Mitt Romney takes a different view, as his campaign emphasized in its initial response to Akin’s remarks. “Gov. Romney and Congressman Ryan disagree with Mr. Akin’s statement,” the campaign said, “and a Romney-Ryan administration would not oppose abortion in instances of rape.”
That phrasing obscured the fact that Romney’s running mate, Paul Ryan, is a devout Catholic who agrees with Akin on this issue, as an unnamed “campaign official” confirmed in an interview with CNN. Ryan’s longstanding position, shared by Akin, is that abortion should be allowed only when it is necessary to save the mother’s life.
That stance makes sense in light of Ryan’s view that fetuses are “living persons whose human rights must be guaranteed.” In a 2010 essay published by the Heritage Foundation, the Wisconsin congressman likened Roe v. Wade, the 1973 decision in which the Supreme Court overturned state abortion bans, to Dred Scott v. Sandford, the 1857 case in which the Court held that enslaved Africans and their descendants have no constitutional rights.

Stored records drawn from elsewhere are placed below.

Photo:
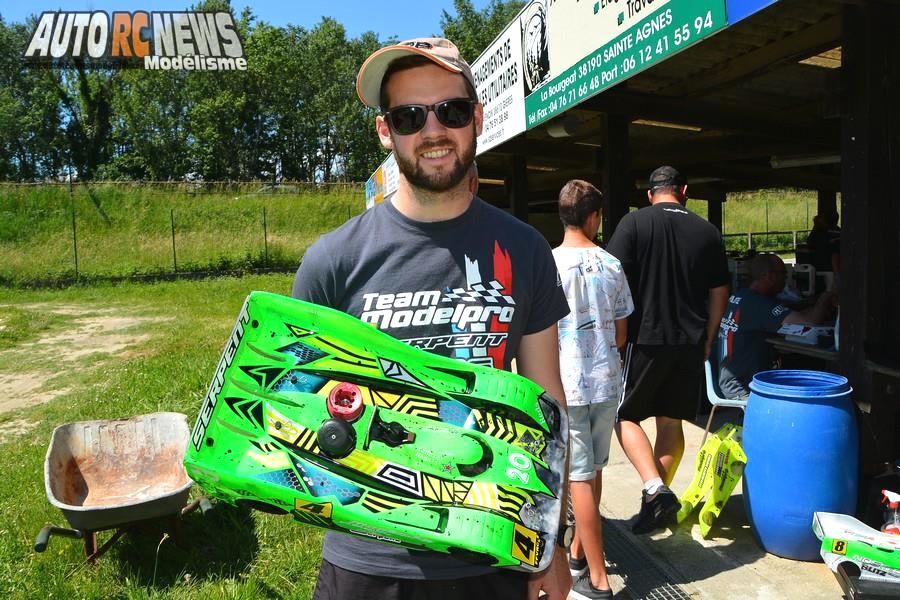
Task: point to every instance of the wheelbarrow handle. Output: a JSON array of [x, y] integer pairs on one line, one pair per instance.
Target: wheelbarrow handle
[[43, 538]]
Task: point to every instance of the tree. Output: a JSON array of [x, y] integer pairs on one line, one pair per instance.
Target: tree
[[473, 30], [31, 144]]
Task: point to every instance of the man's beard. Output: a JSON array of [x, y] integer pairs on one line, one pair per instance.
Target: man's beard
[[438, 181]]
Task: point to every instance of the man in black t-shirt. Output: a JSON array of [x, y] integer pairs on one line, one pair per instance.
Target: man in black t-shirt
[[440, 269], [676, 269]]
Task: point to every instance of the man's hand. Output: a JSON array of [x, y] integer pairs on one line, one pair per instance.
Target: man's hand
[[555, 581]]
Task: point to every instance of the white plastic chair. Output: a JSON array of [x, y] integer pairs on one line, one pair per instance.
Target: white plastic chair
[[715, 399]]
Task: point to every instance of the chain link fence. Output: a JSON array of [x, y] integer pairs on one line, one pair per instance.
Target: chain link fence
[[57, 234]]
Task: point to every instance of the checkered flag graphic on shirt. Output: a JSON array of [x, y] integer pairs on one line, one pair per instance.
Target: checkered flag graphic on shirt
[[490, 293]]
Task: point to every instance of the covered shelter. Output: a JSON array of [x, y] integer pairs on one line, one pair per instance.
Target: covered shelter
[[791, 93]]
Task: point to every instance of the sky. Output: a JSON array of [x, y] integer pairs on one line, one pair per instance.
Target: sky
[[402, 18]]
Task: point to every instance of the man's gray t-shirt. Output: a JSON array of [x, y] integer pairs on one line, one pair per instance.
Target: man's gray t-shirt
[[467, 288], [749, 318]]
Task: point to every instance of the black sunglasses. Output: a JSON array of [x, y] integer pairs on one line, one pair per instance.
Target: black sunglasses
[[410, 118]]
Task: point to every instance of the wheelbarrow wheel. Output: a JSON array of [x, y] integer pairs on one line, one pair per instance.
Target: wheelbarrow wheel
[[43, 538]]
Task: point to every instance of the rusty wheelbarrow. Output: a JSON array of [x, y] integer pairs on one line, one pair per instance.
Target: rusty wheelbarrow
[[117, 474]]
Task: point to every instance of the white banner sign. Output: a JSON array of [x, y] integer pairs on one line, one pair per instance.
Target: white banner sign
[[498, 80]]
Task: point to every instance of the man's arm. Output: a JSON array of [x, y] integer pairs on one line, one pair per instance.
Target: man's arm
[[718, 302], [621, 334], [538, 360]]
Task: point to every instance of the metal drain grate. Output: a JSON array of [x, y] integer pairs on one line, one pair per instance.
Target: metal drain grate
[[646, 577]]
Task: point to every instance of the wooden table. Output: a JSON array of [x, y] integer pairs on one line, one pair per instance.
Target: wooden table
[[786, 347]]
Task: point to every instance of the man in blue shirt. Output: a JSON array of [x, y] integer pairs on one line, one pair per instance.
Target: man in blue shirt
[[752, 315]]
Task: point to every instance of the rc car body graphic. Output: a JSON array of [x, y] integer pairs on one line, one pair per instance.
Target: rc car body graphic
[[314, 413]]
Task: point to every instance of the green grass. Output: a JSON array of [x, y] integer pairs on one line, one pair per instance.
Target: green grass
[[127, 230], [762, 211], [18, 325], [230, 553]]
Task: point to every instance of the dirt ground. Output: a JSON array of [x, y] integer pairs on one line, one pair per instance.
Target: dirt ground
[[102, 333]]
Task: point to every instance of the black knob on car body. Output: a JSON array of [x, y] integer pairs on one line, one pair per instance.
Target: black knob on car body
[[336, 438]]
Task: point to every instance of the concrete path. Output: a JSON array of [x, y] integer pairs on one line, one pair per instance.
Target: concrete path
[[728, 565]]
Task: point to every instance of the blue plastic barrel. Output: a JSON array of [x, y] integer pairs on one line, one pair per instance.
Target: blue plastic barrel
[[802, 450]]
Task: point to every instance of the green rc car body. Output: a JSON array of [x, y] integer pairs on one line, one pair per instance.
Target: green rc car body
[[314, 413]]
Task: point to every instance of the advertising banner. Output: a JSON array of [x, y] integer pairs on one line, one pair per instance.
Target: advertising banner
[[498, 80], [627, 37], [383, 182], [740, 9]]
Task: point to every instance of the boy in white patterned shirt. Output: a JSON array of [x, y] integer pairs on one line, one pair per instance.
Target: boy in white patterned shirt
[[589, 341]]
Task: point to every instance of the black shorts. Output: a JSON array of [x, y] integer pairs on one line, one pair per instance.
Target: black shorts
[[661, 381], [335, 583]]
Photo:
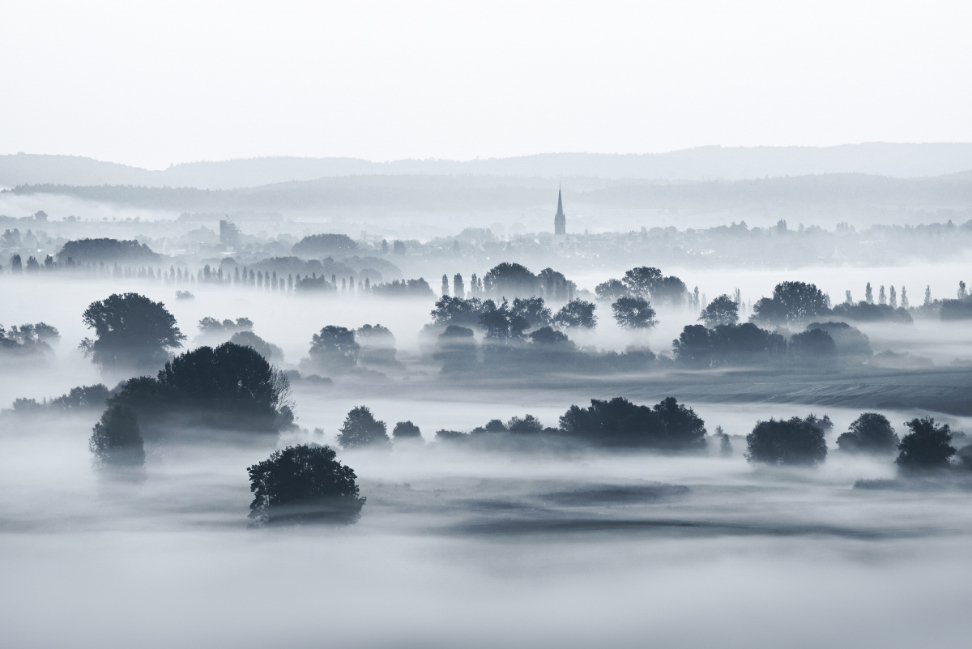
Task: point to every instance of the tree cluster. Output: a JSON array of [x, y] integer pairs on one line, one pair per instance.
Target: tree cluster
[[230, 386]]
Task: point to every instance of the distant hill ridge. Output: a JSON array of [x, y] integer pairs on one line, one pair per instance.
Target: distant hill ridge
[[396, 193], [703, 163]]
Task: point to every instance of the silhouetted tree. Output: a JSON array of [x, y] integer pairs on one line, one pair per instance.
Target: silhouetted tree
[[304, 484], [611, 290], [791, 302], [232, 380], [722, 310], [456, 349], [641, 281], [319, 245], [406, 430], [815, 345], [501, 323], [334, 348], [693, 347], [555, 287], [377, 345], [361, 429], [249, 339], [116, 439], [532, 310], [794, 441], [511, 280], [131, 330], [849, 340], [927, 446], [549, 336], [634, 313], [456, 311], [725, 444], [528, 424], [869, 433], [619, 422], [575, 314]]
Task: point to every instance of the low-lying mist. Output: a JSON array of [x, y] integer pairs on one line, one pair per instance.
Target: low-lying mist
[[563, 544]]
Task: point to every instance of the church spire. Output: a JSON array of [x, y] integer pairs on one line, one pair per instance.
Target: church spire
[[560, 219]]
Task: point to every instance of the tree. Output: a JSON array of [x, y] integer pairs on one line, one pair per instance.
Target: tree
[[377, 345], [641, 281], [869, 433], [927, 446], [456, 348], [555, 285], [619, 422], [406, 430], [107, 251], [457, 311], [528, 424], [334, 348], [304, 484], [791, 302], [249, 339], [131, 330], [693, 347], [501, 323], [815, 345], [796, 441], [231, 379], [361, 429], [532, 310], [611, 290], [511, 280], [576, 314], [722, 310], [550, 336], [634, 313], [849, 340], [319, 245], [116, 439]]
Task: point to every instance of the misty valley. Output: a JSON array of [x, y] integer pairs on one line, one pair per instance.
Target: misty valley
[[483, 437]]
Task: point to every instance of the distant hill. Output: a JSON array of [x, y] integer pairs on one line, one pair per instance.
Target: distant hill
[[389, 194], [703, 163]]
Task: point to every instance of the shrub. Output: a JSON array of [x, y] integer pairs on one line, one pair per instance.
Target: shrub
[[869, 433], [234, 383], [619, 422], [130, 330], [634, 313], [927, 446], [796, 441], [334, 348], [406, 430], [361, 429], [304, 484], [116, 439]]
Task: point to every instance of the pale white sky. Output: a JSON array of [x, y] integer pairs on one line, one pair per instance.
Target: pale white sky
[[151, 83]]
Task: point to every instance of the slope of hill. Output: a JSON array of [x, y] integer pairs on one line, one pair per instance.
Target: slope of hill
[[704, 163]]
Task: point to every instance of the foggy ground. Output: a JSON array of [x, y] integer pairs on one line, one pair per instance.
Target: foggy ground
[[463, 548]]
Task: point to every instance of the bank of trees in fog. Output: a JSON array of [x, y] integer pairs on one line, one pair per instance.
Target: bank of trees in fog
[[304, 484], [27, 339]]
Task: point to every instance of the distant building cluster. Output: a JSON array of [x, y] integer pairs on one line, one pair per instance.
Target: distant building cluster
[[560, 219], [229, 234]]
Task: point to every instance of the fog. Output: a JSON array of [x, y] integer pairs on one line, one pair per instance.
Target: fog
[[465, 546]]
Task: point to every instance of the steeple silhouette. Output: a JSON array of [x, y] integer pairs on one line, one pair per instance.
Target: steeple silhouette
[[560, 220]]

In both cases, Ryan said, the Court “‘disqualified’ a whole category of human beings” from constitutional protection, “with profoundly tragic results.” Ryan has sought to remedy what he sees as the Court’s error regarding the legal status of fetuses by supporting the Sanctity of Human Life Act, which declares that “each human life begins with fertilization, cloning or its functional equivalent, at which time every human has all legal and constitutional attributes and privileges of personhood.”
Romney likewise claims to believe that “life begins at conception” – not “from a theological standpoint,” he said in a 2007 “Meet the Press” interview, but “from a political perspective,” which presumably means the rights of fetuses should be legally enforceable. Still, although Romney was “always personally opposed to abortion,” he was “effectively pro-choice” when he ran for governor of Massachusetts, promising he would not seek to restrict abortion rights. Later he had a “change of heart,” but even today he believes, consistent with his Mormon faith, that “abortion should be permitted in cases of rape, incest or when the mother’s life is threatened.”
While that last exception can be justified on grounds of self-defense (albeit against a nonculpable “aggressor”), the other two cannot, and Romney has never clarified why rape or incest justifies taking an innocent life. Likewise the Mormon Church, which cites the biblical injunction against murder in condemning abortion but nevertheless does not take as hard a line as the Roman Catholic Church.
“For many people,” Romney said in a 2007 presidential debate, abortion “is considered an act of murder.” Evidently he is not one of those people.